Failure to comply with legislation could see them face fines up to 10 per cent of their annual global turnover, if the bill goes through parliament.

Tech bosses who fail to cooperate and comply would also run the risk of criminal prosecution and jail terms of up to two years, the government said.

Although its central aims and numerous revisions have been in circulation since 2019, the Online Safety Bill was presented for lawmakers to see in full on Thursday, after a first formal draft was published in May.

The bill is intended to make technology companies more accountable for removing illegal material from their platforms. This includes content that promotes terrorism or suicide, revenge pornography, and child sexual abuse material. Harmful and adult content is also covered by the bill.

Also part of the online harms bill:

- A requirement for age verification on all websites that host pornography.

- A measure to combat anonymous trolling, or abuse and unwanted contact on social media.

- The criminalisation of so-called cyber-flashing.

- Requirement for companies to report child sexual abuse material content to the UK's National Crime Agency.

- The right given to users to appeal to platforms if they think their posts have been taken down unfairly.

Companies will be required to show how they pro-actively tackle such content spreading. The communications regulator, Ofcom, will be given the power to enter offices and inspect data and equipment to gather evidence, and it will be a criminal offence to obstruct an investigator, the Department for Digital, Culture, Media and Sport said in a statement.

 

Digital Secretary Nadine Dorries said tech firms had been “left to mark their own homework” as the Internet developed, and “harm, abuse and criminal behaviour have run riot on their platforms”.

Failure to implement basic protections against online risks “sacrificing the wellbeing and innocence of countless generations of children to the power of unchecked algorithms,” she added.

Dorries promised that the proposals were “balanced and proportionate” and would not target freedom of expression, after concerns from rights campaigners.

News content will be “completely exempt” from regulation, and social media firms will be required to protect journalism and democratic political debate, she added.

Social media platforms, however, will be required to tackle “legal but harmful” content, such as exposure to self-harm, harassment and eating disorders. 
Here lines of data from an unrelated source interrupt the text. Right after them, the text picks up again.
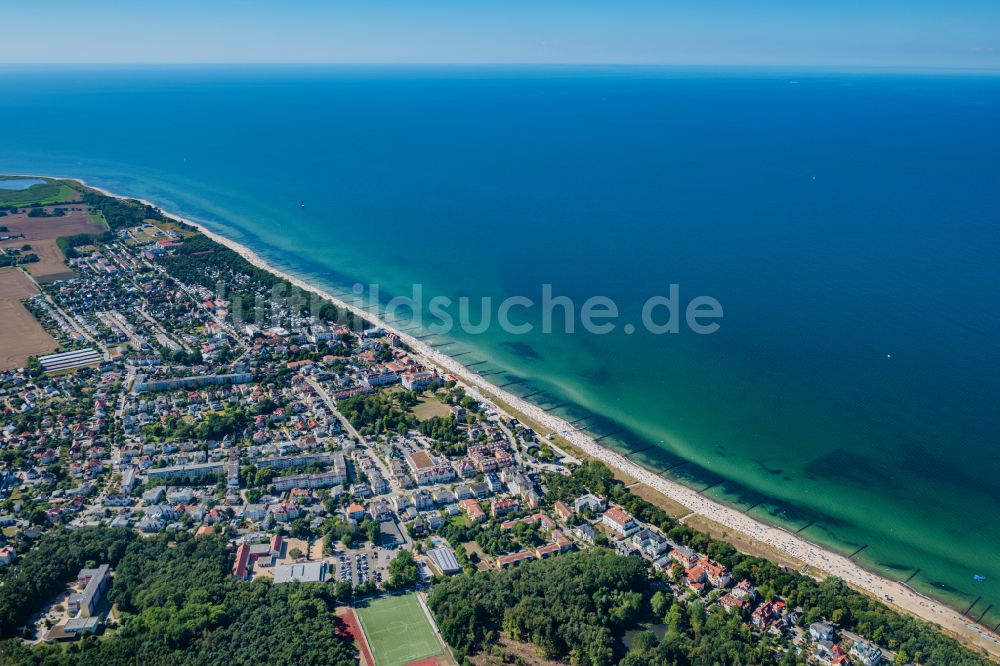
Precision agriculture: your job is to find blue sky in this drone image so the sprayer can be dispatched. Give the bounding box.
[0,0,1000,69]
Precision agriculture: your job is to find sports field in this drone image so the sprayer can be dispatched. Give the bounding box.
[356,593,443,666]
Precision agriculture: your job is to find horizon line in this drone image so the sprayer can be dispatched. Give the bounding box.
[0,60,1000,73]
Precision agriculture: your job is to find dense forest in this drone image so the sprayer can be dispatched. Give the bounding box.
[337,391,417,435]
[428,549,648,666]
[0,527,135,638]
[0,535,357,666]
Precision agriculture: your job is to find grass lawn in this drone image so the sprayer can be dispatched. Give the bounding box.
[413,395,451,421]
[355,592,444,666]
[0,180,80,207]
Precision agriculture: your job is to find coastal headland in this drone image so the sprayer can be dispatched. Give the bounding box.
[40,176,1000,659]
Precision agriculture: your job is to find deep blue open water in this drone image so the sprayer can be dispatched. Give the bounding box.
[0,67,1000,626]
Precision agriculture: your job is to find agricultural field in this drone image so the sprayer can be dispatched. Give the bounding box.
[0,176,80,207]
[0,208,106,282]
[0,268,58,370]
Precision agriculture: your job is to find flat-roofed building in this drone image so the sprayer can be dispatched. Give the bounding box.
[274,562,330,585]
[67,564,111,618]
[427,546,462,576]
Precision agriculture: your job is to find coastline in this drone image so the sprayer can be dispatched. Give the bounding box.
[39,176,1000,659]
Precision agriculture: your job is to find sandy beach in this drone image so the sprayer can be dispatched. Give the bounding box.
[52,176,1000,661]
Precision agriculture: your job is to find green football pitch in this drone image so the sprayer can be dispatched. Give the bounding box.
[355,593,443,666]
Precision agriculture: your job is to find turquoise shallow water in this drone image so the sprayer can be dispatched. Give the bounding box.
[0,68,1000,626]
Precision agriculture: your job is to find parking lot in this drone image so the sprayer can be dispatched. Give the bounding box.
[333,547,395,585]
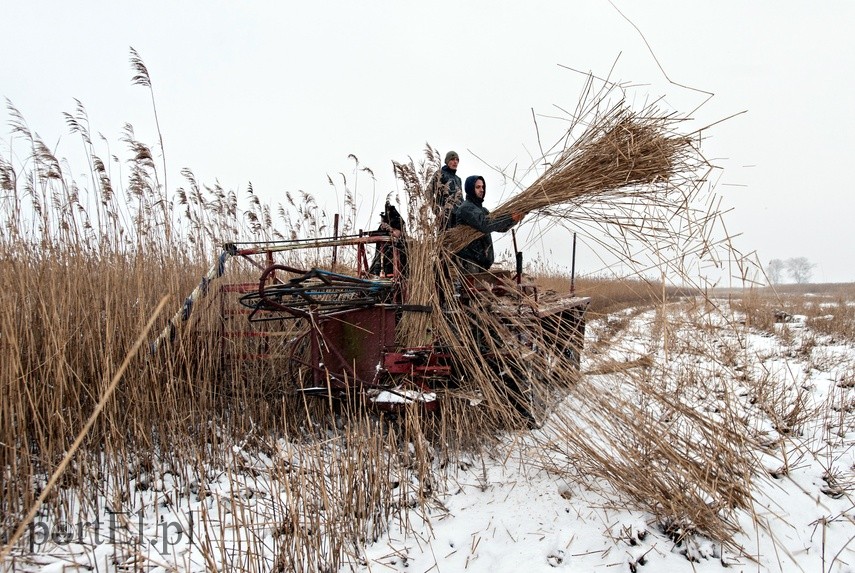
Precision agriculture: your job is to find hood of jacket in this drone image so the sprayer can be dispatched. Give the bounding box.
[463,175,487,205]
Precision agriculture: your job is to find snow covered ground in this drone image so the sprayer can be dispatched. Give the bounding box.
[3,303,855,573]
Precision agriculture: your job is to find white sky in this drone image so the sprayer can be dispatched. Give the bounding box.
[0,0,855,282]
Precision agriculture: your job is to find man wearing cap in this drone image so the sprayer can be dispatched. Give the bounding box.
[434,151,463,231]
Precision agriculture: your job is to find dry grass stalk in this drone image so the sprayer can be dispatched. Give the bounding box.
[443,103,698,252]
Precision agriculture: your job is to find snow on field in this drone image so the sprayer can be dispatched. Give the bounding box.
[4,303,855,573]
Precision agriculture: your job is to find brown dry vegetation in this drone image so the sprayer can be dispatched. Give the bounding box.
[0,62,784,571]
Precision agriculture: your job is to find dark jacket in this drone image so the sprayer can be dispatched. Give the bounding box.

Ian Russell, whose 14-year-old daughter Molly killed herself in 2017 after viewing graphic self-harm and suicide material on Instagram, gave his support.

He said the Online Safety Bill was “another important step towards ending the damaging era of tech self-regulation” to protect users, especially children.

Confederation of British Industry chief policy director Matthew Fell said the legislation was "necessary", but that "in its current form raises some red flags, including extending the scope to legal but harmful content. Not only will this deter investment at a time when our country needs it most but will fail to deliver on the aims of this legislation."

It is likely the bill will spend several months of further revisions and votes before gaining royal assent, after which it will become law.

Big Tech businesses like Facebook-owner Meta Platforms are already required to take down illegal content after it has been reported to them. But governments want them to act more quickly. The government is giving Ofcom the responsibility to scrutinise and challenge algorithms and systems inside big technology companies that can propagate harm online - rather than asking officials to chase and litigate on individual bad pieces of content.

The biggest platforms and their apps will be classed as "Category One" and also have to clamp down on legal-but-harmful content, the specifics of which will be added by lawmakers later.